While her mother was very reluctant to discuss the circumstances of Beatty’s conception, Beatty learned enough in 1988 to track down the man she believed to be her birth father: the late “Wild Bill” Ezinicki, a professional ice hockey player who played three Stanley’s – Victories won cups with the Toronto Maple Leafs in the late 1940s. Ezinicki, a winger, also played several seasons with the Pittsburgh Hornets of the American Hockey League, which is how Beatty’s mother would have met him in 1951. (The Hornets played in the now-defunct Duquesne Gardens in North Oakland.)

At Beatty’s first meeting with him, she writes, Ezinicki said it was possible that he was her father, although he later called her to say it wasn’t him. But Beatty is sure of it, and goes back to the hard-playing Winnipeg-born Ezinicki – a well-known cross-checker who once led the NHL in penalty minutes – everything from her teenage love for hitting things (softballs, tennis balls) to her Young adult forced to travel to West Canada. “Before I knew my birth father was Canadian,” she says.

“The body and blood are everything to an adopted child, and I think it’s everyone,” she adds. “I mean, they may not think about it that much because it’s part of their natural existence. But when you don’t have that connection, when you don’t have that connection to your blood, it really becomes important. “

Beatty says she tried to write these memoirs for decades – maybe even her entire life.
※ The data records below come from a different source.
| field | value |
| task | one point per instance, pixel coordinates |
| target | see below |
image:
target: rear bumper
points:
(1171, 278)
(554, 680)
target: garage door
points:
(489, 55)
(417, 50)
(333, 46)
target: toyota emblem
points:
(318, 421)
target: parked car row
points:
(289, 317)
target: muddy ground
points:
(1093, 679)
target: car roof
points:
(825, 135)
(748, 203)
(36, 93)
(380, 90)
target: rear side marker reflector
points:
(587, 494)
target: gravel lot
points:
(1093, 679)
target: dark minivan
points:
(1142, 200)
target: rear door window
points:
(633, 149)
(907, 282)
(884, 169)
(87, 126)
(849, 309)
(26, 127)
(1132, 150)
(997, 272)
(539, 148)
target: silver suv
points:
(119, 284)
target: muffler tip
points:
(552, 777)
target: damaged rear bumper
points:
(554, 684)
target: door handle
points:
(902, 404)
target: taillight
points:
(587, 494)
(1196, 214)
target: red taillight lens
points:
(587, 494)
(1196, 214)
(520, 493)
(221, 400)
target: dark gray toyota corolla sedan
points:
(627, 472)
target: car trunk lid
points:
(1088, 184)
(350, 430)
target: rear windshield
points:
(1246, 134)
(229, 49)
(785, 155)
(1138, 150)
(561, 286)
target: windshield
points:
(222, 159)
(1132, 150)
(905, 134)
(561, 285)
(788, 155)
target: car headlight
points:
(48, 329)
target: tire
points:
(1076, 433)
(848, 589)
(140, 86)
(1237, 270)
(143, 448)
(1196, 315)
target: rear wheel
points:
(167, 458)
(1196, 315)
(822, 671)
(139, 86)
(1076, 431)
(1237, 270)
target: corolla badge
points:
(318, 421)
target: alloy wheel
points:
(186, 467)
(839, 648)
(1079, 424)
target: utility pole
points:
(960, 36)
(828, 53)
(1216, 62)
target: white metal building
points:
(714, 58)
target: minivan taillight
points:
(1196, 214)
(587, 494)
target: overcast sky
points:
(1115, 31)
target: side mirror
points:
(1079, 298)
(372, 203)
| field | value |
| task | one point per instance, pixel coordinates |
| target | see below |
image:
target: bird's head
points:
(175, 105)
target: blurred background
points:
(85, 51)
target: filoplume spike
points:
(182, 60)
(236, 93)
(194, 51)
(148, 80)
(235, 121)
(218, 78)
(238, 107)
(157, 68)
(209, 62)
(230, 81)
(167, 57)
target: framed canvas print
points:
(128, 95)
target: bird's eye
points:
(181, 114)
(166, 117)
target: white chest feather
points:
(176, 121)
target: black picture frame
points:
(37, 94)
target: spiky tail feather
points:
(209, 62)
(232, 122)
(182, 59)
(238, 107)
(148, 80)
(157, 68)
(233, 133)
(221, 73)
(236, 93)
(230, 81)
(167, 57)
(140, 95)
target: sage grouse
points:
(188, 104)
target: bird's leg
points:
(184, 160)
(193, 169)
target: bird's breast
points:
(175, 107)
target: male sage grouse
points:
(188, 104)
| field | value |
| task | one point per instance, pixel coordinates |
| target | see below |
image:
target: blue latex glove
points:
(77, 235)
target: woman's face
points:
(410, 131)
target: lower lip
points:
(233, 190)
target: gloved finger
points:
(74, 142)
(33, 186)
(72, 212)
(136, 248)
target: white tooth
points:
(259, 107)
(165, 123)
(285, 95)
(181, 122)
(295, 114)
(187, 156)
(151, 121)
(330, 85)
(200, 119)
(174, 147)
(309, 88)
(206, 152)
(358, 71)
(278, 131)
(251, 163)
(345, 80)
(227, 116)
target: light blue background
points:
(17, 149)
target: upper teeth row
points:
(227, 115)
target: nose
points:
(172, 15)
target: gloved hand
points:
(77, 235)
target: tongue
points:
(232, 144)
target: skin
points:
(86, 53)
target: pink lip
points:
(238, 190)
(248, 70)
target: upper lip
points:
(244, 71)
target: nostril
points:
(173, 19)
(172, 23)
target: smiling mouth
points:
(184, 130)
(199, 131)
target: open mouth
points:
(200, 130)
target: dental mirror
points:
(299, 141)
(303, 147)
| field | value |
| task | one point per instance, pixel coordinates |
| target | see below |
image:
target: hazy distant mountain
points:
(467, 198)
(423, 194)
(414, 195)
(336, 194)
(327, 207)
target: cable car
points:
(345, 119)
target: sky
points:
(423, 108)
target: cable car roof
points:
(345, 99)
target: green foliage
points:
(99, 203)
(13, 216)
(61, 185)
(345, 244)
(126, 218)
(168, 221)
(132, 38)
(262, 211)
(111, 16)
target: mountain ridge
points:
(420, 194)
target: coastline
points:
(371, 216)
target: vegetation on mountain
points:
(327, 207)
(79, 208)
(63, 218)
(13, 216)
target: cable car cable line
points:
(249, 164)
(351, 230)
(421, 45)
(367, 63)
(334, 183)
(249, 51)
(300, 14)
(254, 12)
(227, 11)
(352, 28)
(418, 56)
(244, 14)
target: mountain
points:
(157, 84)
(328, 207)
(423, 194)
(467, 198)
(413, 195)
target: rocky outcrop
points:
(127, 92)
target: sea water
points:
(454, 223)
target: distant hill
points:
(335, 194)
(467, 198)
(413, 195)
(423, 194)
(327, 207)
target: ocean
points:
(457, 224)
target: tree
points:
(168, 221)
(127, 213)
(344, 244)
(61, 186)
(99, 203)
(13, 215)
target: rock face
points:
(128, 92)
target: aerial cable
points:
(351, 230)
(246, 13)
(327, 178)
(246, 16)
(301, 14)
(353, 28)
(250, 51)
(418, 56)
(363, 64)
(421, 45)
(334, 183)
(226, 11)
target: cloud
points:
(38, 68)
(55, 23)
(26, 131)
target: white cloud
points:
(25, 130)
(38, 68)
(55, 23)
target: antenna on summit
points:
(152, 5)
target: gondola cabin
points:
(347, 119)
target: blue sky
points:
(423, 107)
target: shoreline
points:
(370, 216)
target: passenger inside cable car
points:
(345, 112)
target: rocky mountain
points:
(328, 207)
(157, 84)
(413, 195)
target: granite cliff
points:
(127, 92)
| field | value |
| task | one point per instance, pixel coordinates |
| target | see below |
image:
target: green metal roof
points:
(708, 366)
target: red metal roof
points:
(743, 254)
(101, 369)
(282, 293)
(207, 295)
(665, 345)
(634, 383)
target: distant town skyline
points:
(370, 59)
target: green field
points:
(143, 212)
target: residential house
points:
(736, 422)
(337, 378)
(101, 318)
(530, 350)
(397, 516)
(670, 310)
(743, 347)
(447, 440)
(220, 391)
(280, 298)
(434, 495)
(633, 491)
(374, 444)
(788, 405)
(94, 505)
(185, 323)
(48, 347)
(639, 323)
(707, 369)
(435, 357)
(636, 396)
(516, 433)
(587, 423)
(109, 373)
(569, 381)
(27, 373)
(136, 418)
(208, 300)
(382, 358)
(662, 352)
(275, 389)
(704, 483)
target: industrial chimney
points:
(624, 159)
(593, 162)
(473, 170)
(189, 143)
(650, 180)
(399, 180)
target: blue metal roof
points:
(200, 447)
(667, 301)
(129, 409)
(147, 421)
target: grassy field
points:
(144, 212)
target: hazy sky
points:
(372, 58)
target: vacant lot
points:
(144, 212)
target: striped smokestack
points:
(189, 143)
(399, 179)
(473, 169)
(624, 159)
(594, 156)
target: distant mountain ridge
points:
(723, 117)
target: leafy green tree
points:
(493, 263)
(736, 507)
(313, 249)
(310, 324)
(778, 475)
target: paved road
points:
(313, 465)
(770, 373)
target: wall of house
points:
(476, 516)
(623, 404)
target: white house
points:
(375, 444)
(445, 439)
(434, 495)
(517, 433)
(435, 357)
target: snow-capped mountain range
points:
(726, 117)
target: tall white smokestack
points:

But she needed time.

“I feel like I need to do more therapeutic work to get to these places,” she says. “I also had to grow as a writer to learn how to write this book.”

But it was a book she had to write, she says, because “I couldn’t find it anywhere. I couldn’t find anyone to say that because everyone was doing it nice and that was driving me crazy. And I wanted it to be written down, ‘Hey, look, that’s how it was for me and that’s how it is, I know, for a lot of other adoptees.

She quotes her devotion to the book: “This is for the lost who never knew where they came from. This is against those who pretended that the loss never happened. “

At 7pm on October 23, Beatty and White Whale Books are hosting a book launch for “American Bastard” at Lotenero Art Studio, 2708 Penn Ave., in the Strip District. The event features the poetry of Ed Ochester and live music from 8th Street Rox. Face masks and proof of vaccination are required for entry.